Ok let's try and get it all out. The Algerian people suffered much verbal abuse, hardship and bloodshed at the hands of the french during their struggle for independance from 1953 to 1962, including torture. These wounds have not completely healed. Recent events in the Middle East have exacerbated the situation somewhat.To ask an Algerian waiter for "un kawa s'il vous plaît" could very well be interpreted by him that you thought that he had just got off the boat from Algiers, was practically illiterate in french and was in need of the help of your superior knowledge. Whereas he could well have been born in France and have been through high school.In other words, you could be seen as patronising, imperialistic, taunting, scornful, insulting..........need I go on ? See what I mean Jabote ?

Rodger


----------



## fetchezlavache

i disagree with you rodger. i fully agree with jabote. 

some people of arabic origins have a tendancy to feel offended easily, my neighbour treated me of racist a few months ago because i almost bumped into him when he was driving in a 'sens interdit' and i had the nerve to be mad at him, so i know what i'm talking about.

there is _no way_ a waiter of algerian origin would be offended if you asked him for a caoua. same as our arab friends are not offended when we say 'a chouïa' or 'mazout' or 'fissa' etc....


----------



## Jabote

Having lived with an Algerian during 8 years about 15 to 20 years ago, I also vaguely know what I am talking about... I have known his friends and been around quite a bit in their community and I have never ever seen any of them pissed because someone French had used caoua, or as Fetchez said fissa, chouïa, mektoub or any other Arabic word in front of them... When someone did, they merely smiled and asked the person "so you speak Arabic ?"... They, TOO, have a sense of humour...

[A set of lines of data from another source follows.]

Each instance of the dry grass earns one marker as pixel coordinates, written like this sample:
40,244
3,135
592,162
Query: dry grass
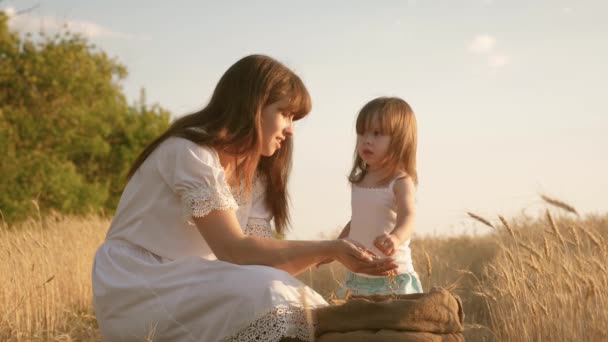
46,279
527,280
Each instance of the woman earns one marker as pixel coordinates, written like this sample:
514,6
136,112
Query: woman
188,255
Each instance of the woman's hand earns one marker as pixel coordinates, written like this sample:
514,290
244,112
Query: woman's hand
358,259
387,243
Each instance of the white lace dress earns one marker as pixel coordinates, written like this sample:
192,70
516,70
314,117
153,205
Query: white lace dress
156,277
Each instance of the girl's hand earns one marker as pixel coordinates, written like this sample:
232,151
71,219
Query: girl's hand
360,260
387,243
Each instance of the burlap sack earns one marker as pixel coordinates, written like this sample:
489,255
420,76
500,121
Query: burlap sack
437,312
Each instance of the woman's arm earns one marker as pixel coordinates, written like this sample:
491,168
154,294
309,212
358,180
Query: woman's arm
221,230
345,231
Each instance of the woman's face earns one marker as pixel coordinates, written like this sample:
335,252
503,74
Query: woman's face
277,125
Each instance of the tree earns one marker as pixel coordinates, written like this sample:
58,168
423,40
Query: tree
66,130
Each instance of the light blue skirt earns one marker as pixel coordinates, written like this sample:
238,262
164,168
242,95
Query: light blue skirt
403,283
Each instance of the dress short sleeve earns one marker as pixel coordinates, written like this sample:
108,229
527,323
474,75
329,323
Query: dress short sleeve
258,222
195,174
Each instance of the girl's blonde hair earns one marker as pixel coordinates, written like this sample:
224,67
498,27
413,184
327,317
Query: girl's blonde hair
396,119
231,123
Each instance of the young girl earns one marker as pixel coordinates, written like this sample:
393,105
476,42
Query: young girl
187,256
383,181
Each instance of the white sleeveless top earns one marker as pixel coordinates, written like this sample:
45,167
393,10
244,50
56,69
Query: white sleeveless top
374,212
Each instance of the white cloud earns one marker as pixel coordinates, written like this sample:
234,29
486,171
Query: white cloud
482,43
28,22
498,60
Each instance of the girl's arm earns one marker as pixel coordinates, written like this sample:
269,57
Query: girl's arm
345,231
404,190
221,230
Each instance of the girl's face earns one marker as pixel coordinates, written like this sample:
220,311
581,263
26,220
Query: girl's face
277,125
372,145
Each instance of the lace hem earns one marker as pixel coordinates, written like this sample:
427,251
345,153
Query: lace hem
282,321
258,227
200,202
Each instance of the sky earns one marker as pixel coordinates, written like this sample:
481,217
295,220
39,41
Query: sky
509,95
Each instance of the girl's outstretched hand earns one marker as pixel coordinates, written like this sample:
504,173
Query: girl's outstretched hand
358,259
387,243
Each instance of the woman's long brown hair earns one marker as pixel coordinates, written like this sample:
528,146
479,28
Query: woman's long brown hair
231,121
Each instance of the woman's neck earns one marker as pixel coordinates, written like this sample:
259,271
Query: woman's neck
230,164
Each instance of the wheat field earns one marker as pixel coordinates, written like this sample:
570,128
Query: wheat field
528,279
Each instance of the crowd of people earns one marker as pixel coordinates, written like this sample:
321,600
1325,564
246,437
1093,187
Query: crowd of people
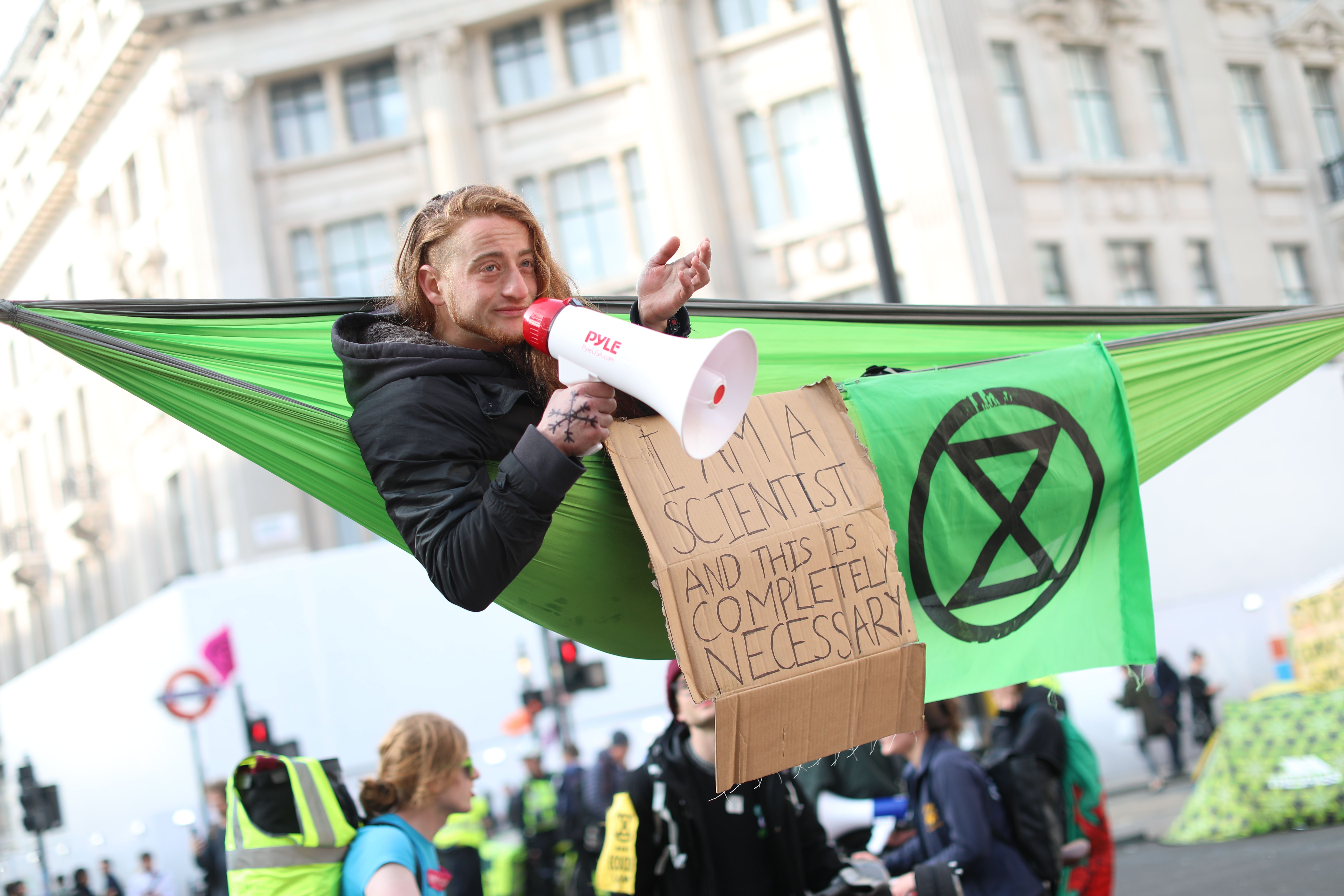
1155,695
959,815
148,882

Now this having been said, I agree that "caoua" is a word that people use among friends "let's go have a caoua", but not when you order a coffee. You don't say "I'll have a caoua" any more than you say "Je vais prendre du picrate" when you want wine...


----------



## RODGER

Jabote and Fetchezlavache,
I was pointing out the fact that the use of language is linked to a sensitivity to the society in which we live. You both know of the tensions which exist in French society between Algerians and the metropolitain French population and of the reasons for these. Don't forget that Jean-Marie Le Pen is a pure product of the Algerian war. Fetchezlavache even gives an example of an incident involving an accusation of racism. I wonder if he has ever lived in a ghetto ? If his reference to "our arab friends" can be interpreted in the same way in which some french people refer patronisingly to "nos amis belges", then my worst fears are confirmed. As for Jabote, I find it highly revealing how she equates the word "caoua" with "picrate", the equivalent of "gnats piss" in English.
These considerations aside, both of you miss the point of the particularity of the situation which I was talking about. It is one thing to go into a café with Algerian friends, in an immigrant quarter of Paris and ask the waiter for
 "un caoua". It is quite another to sit at the terrasse of a smart brasserie opposite the Opéra and ask an Algerian waiter for the same thing. Tread softly, for you tread on an awful lot of memories.

Rodger


----------



## fetchezlavache

well you do tread your way rodger, and let me tread mine ok ? thanks so much.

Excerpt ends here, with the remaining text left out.